George Watson

Personal information
- Full name: George William Robert Watson
- Date of birth: 4 December 1905
- Place of birth: Forest Gate, Essex, England
- Date of death: 1991 (aged 85–86)
- Place of death: Waltham Forest, England
- Position(s): Goalkeeper

Youth career
- Wycliffe Albion

Senior career*
- Years: Team / Apps / (Gls)
- Abbey Langthorne Works
- 1929–1935: West Ham United / 33 / (0)
- → Ilford (loan)

= George Watson (footballer, born 1905) =

English footballer

George William Robert Watson (4 December 1905 – 1991) was an English footballer who played as a goalkeeper in the Football League for West Ham United.

Watson was born in Forest Gate and played as a centre-forward for Forest Gate and District League side Wycliffe Albion, his 69 goals helping to win the championship for his local team. He played for Abbey Langthorne Works, where he switched to goalkeeping duties, before joining West Ham United as an amateur during the 1929–30 season. He was sent to Ilford to gain experience before signing for the Hammers as a professional.
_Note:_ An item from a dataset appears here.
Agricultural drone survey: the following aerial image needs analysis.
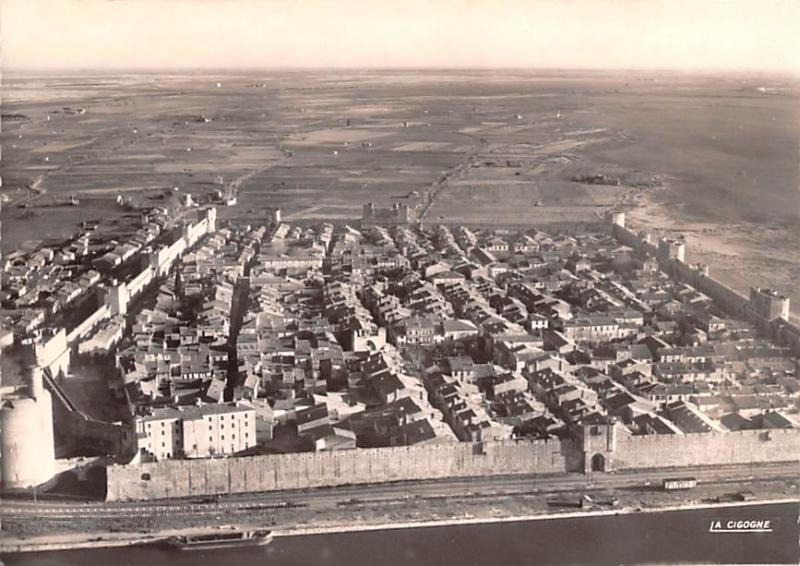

He made his senior debut for West Ham on 29 August 1932, in a Second Division encounter against Bradford City. He was a regular in his first season at the club, replacing Ted Hufton who had left for Watford, and was part of the team that reached the semi-final of the FA Cup.

His second season at the club saw only six first-team appearances. His single appearance in 1934–35, and his final game for West Ham, came on 20 April 1935, against Southampton, and he left the club with 38 appearances to his name.